CN110550497B

CN110550497B - Yarn feeder with motorized yarn winding reel and rewinding system

Info

Publication number: CN110550497B
Application number: CN201910392827.4A
Authority: CN
Inventors: 罗萨里奥·卡斯泰利; G·佩德里尼
Original assignee: LGL Electronics SpA
Current assignee: LGL Electronics SpA
Priority date: 2018-05-30
Filing date: 2019-05-13
Publication date: 2022-09-23
Anticipated expiration: 2039-05-13
Also published as: US10947649B2; EP3575253A1; EP3575253B1; CN110550497A; US20190368086A1; IT201800005840A1

Abstract

The present invention relates to a yarn feeder with motorized yarn winding reel and rewinding system. The yarn winding assembly (12) mounted on the support (18) is provided with a motorized reel (14) and an inclined spacer pin (20), the yarn (Y) being wound between the motorized reel (14) and the spacer pin (20); the spacer pin (20) is supported so that it can rotate about the axis of the motorized reel (14) by means of a unidirectional rotation support; when the spool (14) rotates in the yarn unwinding direction and the spacer pins (20) are held against rotation by the stop means (38), the spacer pins (20) are free to rotate relative to the spool (14) and when the spool rotates in the opposite yarn rewinding direction, the spacer pins (20) are instead integral with the spool (14).

Description

Yarn feeder with motorized yarn winding reel and rewinding system

Technical Field

The present invention relates to a yarn feeder with motorized yarn winding reel, provided with a system for rewinding (rewind) a previously fed yarn.

Background

Yarn feeders of the so-called "active" type are known, in which the yarn originating from a supply reel is repeatedly wound between a motorized reel and a spacer pin having an axis slightly inclined with respect to the axis of the reel. By rotating the reel in the unwinding direction, the yarn is fed to a downstream textile machine, for example a knitting machine.

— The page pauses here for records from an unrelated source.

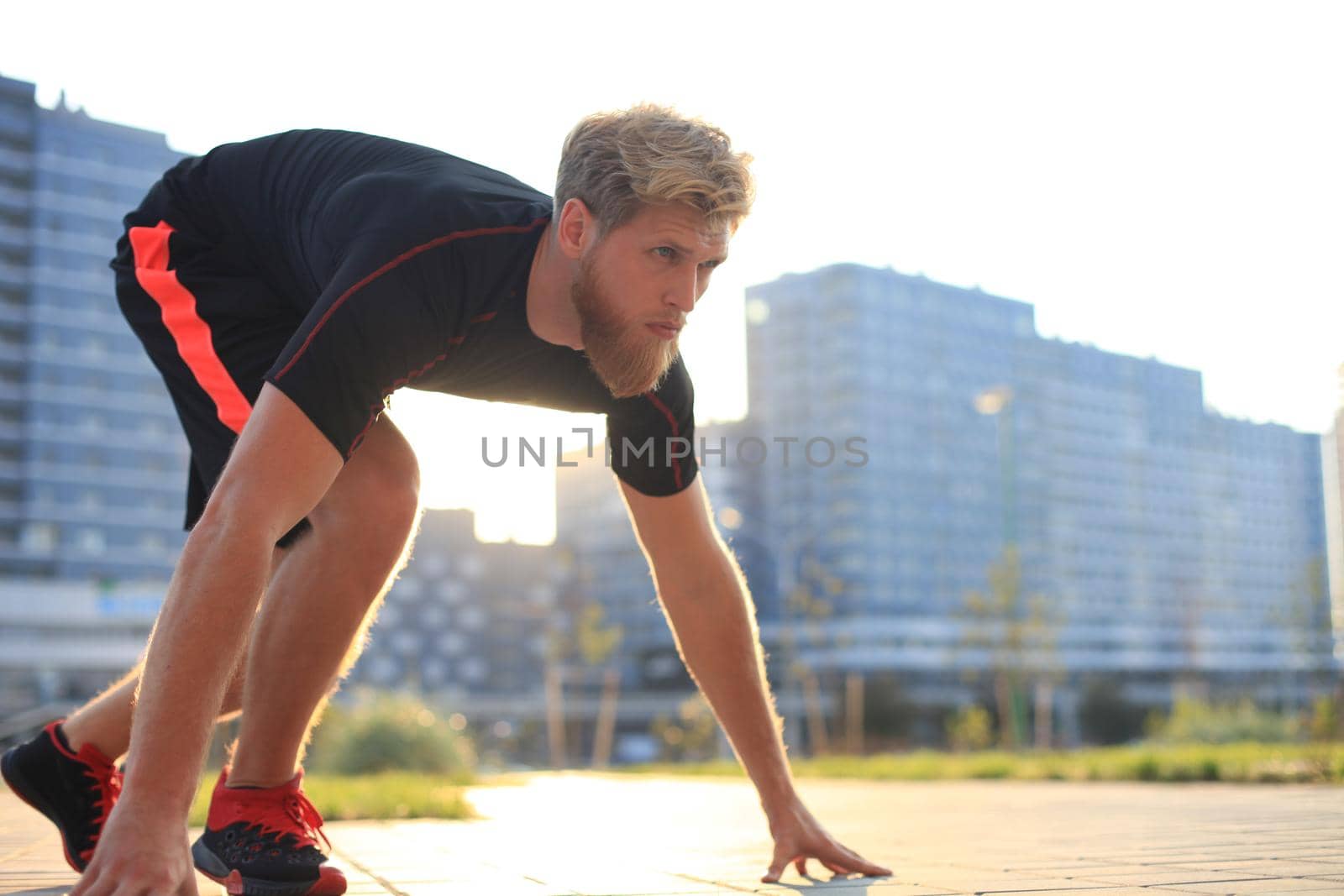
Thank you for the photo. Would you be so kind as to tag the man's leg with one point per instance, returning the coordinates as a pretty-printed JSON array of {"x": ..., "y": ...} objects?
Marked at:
[{"x": 320, "y": 602}]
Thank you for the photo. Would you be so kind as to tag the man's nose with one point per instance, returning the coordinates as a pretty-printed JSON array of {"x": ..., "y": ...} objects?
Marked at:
[{"x": 683, "y": 291}]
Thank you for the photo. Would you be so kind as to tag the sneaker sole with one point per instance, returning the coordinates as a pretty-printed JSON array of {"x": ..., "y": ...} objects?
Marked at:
[
  {"x": 30, "y": 795},
  {"x": 235, "y": 884}
]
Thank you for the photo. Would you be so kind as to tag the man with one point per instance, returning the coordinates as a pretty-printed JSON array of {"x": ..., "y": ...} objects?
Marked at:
[{"x": 286, "y": 286}]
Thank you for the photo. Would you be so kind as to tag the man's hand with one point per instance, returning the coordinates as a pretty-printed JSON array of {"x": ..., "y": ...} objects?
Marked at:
[
  {"x": 799, "y": 837},
  {"x": 139, "y": 853}
]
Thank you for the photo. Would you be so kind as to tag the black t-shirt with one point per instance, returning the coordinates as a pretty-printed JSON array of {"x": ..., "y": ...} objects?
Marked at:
[{"x": 409, "y": 268}]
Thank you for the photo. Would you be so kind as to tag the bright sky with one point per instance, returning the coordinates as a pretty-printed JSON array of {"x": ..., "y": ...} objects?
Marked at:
[{"x": 1159, "y": 179}]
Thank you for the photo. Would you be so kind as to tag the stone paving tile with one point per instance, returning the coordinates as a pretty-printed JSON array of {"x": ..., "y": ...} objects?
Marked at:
[
  {"x": 613, "y": 836},
  {"x": 1258, "y": 887}
]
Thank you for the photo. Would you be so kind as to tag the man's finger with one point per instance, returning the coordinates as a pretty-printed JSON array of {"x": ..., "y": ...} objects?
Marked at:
[
  {"x": 860, "y": 864},
  {"x": 772, "y": 876},
  {"x": 833, "y": 868}
]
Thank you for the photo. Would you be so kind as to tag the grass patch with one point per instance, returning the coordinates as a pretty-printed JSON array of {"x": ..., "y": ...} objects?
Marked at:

The purpose of the spacer pins is to keep the yarn turns (yarn turns) wound on the reel axially spaced from each other.

The yarn tension is continuously monitored by a load cell connected to a control unit. The control unit adjusts the speed of the reel on the basis of the signals received from the load cell so as to maintain the tension of the yarn fed to the downstream machine substantially constant at a desired level, thus favouring the quality of the knitting produced.

As is known, during knitting, the feeder must generally recover a portion of the yarn previously fed to the downstream machine.

In these cases, a return device may be provided upstream of the feeder. During recovery, the yarn winding reel rotates in the opposite direction with respect to the feeding direction and, at the same time, the return device is activated to keep the yarn upstream of the reel under tension.

A solution of this type is shown, for example, in EP1501970B1, in which the return device is based on a Venturi tube (Venturi tube).

The introduction of a return device upstream of the reel causes a significant cost increase, also because the return device must be controlled in order to be activated synchronously with the reel.

In the quest for a simpler and cheaper solution, EP3257984 by the same applicant describes a yarn feeder with a motorized yarn winding reel, in which a spacer pin is supported rotatably about the axis of the reel by a bearing, so as to be biased by the yarn to rotate in both directions. The rotation of the spacer pins is limited by the stop means in the yarn unwinding direction and optionally also in the recovery direction.

The above solution is very effective, allowing to keep the yarn under tension also during the recovery step, without having to install dedicated return means upstream.

However, in practice it has been found that during the rewinding step, in particular at the initial moment, small sliding occurs between the yarn and the spacer pins, impairing the operating precision and regularity of the device.

Disclosure of Invention

It is therefore an object of the present invention to improve the device described in EP3257984 in order to increase its operating accuracy and regularity, while keeping the solution structurally simple and inexpensive.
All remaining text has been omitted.